Remote Telemetry Site
Here’s a small system used to provide power for a stream flow data logger set up in the interior of BC. Three Unisolar 64 watt solar panels provide power for a 12 volt battery system on Trepanier Creek. The site is located in an area with periods of low light conditions due to proximity of large hills and trees. The Unisolar panels, with low light capabilities provide more than enough power to keep the system fully charged and running. A charge controller with auto-cycling features provides LCD readout of system conditions.
Here’s another example of matching a solar powered inverter system to a small cottage or weekend retreat with all the comforts. A Trace inverter, a 24 volt battery bank and four Kyocera solar panels provide lots of power.
A Repeater Station
Come winter’s ice, sleet and snow. it is imperative that repeater stations on remote mountain tops keep working. The energy supply for these stations usually comes from renewables such as wind and photovoltaics supplying power to a battery bank. Generally it works without fail. But the inclement weather of winter can change that! Extreme cold can reduce the battery bank output dramatically causing the repeater to go down.
Heavy frost build-up on solar modules and wind generators can completely eliminate the station’s electrical supply. If that happens, a trip to the site via snow cat or helicopter along with repair costs, makes station repair a pretty expensive undertaking.
That was the problem recently confronting Valley Internet Providers (VIP) of Penticton, B.C., whose repeater station is perched 7300 feet atop Apex Mountain. The thick build-up of frost on the equipment, along with a continuous draw of more than 2 amps were too much for the 75 watt solar panels and small wind generator to handle. It resulted in all too frequent and expensive, one hour rides by snow cat to the top of the mountain to replace the station’s batteries.

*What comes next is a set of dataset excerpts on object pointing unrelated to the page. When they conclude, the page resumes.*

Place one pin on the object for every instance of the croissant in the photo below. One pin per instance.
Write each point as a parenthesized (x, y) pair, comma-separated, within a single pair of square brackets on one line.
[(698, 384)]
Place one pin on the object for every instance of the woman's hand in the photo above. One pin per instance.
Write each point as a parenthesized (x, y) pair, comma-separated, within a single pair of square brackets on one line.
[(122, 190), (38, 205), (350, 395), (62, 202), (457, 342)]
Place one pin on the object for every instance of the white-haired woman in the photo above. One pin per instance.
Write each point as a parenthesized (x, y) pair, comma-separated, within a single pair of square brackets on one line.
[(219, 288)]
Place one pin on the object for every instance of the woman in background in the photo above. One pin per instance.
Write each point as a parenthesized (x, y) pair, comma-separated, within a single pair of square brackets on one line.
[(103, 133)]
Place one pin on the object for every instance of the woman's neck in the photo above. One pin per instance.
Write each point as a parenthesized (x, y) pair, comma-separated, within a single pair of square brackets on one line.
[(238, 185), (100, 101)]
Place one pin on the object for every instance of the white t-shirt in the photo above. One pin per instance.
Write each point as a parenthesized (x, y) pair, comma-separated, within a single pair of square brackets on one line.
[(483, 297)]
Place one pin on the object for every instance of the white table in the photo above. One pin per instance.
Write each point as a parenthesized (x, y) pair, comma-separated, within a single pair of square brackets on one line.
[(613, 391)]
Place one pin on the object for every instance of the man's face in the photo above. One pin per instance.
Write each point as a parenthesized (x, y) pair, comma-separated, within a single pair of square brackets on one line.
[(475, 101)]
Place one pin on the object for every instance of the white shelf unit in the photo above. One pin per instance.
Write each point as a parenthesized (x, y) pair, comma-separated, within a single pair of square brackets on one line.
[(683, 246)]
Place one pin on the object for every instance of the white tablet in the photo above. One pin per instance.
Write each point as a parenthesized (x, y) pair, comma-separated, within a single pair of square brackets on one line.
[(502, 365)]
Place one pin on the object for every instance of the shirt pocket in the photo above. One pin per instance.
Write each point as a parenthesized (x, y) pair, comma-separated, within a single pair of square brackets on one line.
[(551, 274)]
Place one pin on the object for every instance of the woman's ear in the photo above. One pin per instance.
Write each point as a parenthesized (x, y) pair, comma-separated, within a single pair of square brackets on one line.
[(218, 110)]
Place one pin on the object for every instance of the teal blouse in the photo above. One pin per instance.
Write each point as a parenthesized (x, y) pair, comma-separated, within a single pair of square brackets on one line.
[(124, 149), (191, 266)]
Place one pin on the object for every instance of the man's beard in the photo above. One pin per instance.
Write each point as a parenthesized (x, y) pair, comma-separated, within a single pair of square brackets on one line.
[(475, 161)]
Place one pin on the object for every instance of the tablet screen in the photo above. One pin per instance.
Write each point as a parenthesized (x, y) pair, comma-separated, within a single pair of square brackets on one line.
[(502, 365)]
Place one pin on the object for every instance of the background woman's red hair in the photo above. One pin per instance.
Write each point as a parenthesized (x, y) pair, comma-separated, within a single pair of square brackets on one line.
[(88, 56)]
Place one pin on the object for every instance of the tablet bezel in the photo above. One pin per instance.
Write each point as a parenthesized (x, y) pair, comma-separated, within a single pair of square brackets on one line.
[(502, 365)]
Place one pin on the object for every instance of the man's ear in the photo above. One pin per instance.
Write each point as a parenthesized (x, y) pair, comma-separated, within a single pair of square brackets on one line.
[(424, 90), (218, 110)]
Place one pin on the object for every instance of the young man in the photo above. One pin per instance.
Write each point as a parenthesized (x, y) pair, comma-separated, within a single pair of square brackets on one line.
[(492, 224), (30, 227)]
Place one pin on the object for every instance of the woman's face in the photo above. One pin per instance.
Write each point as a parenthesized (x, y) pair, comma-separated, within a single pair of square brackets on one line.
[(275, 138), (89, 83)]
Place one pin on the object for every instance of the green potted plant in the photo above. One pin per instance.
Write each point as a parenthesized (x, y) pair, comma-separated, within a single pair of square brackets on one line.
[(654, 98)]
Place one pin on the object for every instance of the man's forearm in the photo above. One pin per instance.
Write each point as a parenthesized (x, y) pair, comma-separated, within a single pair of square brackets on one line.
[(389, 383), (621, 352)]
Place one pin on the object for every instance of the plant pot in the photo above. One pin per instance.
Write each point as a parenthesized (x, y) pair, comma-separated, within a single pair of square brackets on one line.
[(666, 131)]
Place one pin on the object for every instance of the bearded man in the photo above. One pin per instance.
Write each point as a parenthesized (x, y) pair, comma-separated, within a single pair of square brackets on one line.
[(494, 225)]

A survey of the situation determined that no matter how many solar panels were used at the site, the accumulation of frost would eliminate the modules output. The solution NOVA provided was an experiment that worked out very well. It was decided to try a thermal electric generator (TEG) sized to fit the load. The generator was installed with two 100 pound propane bottles to provide generator fuel for 40 days of continuous running time.
Taking advantage of the TEG’s heat by-product, the insulated battery box was placed next to the TEG and its heat vented via a plenum into the battery box. This arrangement kept the batteries at a constant l5 C rather than the -30 C is before. In addition to adding the TEG, a Unisolar 64 watt, thin film, triple junction module was also used. Unlike conventional glass modules, the UNISOLAR solar panel has a polymer coating which appears not to suffer the frost build-up problems. The panel has now been in service for months without any frost build-up at all. This panel is proving to be an excellent alternative as it is flexible, will take a puncture, and works very well under low light and shaded conditions. The panel also carries a 20-year warranty.
Unique Remote Home
This is an interesting house constructed in the interior of British Columbia. It is based on the “Earthship” design with recycled tires in the walls for insulation and special membranes under the topsoil for water drainage and specially coated windows to conserve heat and provide light for the plants. It uses Kyocera solar panels and also uses a solar domestic hot water system. The control room is shown with the Trace Sine Wave inverter and controllers.
Rescue Power on the Go
At Vernon, BC, the Search & Rescue team use a battery powered inverter system installed by NOVA to provide AC current for their mobile equipment . The unit is extremely well equipped with all the latest in radio and emergency equipment.
Using a solar powered inverter system instaled by NOVA – this Bhuddist Retreat Centre in southern British Columbia is able to match their power needs with the keyword at their retreat: Quiet!